SCHUMANN: Kerner Lieder, Op. 35; Lenau Lieder und Requiem, Op. 90; Liederkreis, Op. 39. Darren Chase, baritone; Sergey Schepkin, piano. Arabesque Recordings Z6852 (download only). TT: 79.12.
Darren Chase's Schumann program has a great deal to offer. The baritone has a firm, compact voice that takes on a brighter colour as it ascends. The head voice functions well enough to allow him to access an open, proclamatory tone across a range of dynamics, as well as to scale down to a nice, supported mezza voce in Wanderung, the opening of Erstes Grün, and the third and fourth strophes of Die Sennin. Musically, his intonation is impeccable, and his rhythmic address, even in the more ruminative songs, is trenchant and alert.
Chase's forthright interpretive instincts are a welcome change from the sort of preciousness sometimes heard in this repertoire. His basic stance is extrovert: not externalized by any means, but adopting a presentational demeanor more readily associated with the opera stage than the recital platform. The Opus 39 Liederkreis, many songs of which benefit from directness and urgency, is thus the most successful of these performances.
That's not to dismiss Chase's readings of the simpler narrative songs, however, where his natural-sounding inflection of German—unencumbered by the affected "closed" vowels beloved in the universities—produces a conversational immediacy. In songs such as Einsamkeit, from the Lenau group, the singer conveys spiritual unease without compromising the vocal line. He projects the ambiguous balance of joy and spiritual pain in Requiem as surely as the quiet affirmation of Auf das Trinkglas eines verstorbenen Freundes, or the mournful dignity of the first In der Fremde in the Liederkreis. The end of Im Walde is marked by a simple, effective color change.

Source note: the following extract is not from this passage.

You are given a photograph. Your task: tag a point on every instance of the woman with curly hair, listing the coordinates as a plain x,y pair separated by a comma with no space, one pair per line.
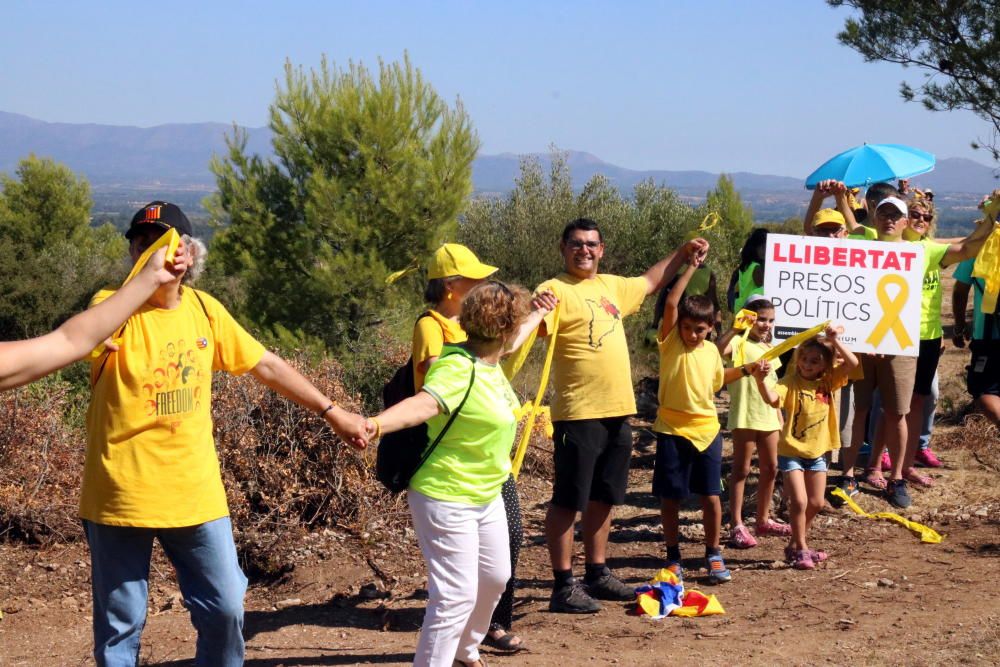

Some mild vocal snags remain to be worked out. Upward excursions, where tenorish overtones mix into Chase's basic baritonal timbre, aren't all handled elegantly. There are a few distracting lunges in Lust der Sturmnacht, the very first song in the program; the leap to "voll" in Frage is strenuous; in Stille Tränen, "Schmerz" is a self-conscious wail. Chase strains a bit in parts of Die Sennin—is he singing this in a tenor key? And the falsetto passages that depict the maiden's prayers in "Stirb, Lieb' und Freud", while accomplished, verge on parody. On the other hand, the the low bits of Auf das Trinkglas are weak, and it's hard for Chase to sustain a true legato in the low tessitura of Lied eines Schmiedes.
In many numbers, after the singer finishes, Schumann continues the narrator's thoughts in extended piano postludes: Sergey Schepkin colors and weights these passages impeccably, save for the fitful rubato in the postlude of Intermezzo. Elsewhere, he supports Chase with a lovely solid tone -- the Lied eines Schmiedes suggests "smithing," without clangor—and a wonderful flexibility, avoiding wilting sentimentality in the "weak" chromatic passages.
The program is only available in digital downloads, though I reviewed it from a private CD transfer. Unfortunately, no lossless formats are available. Amazon offers plausible mp3s at 262 Kbps; iTunes offers .aac files, its default format, at 256 Kbps. The Arabesque Records website offers downloadable texts.
Stephen Francis Vasta is a New York-based conductor, coach, and journalist.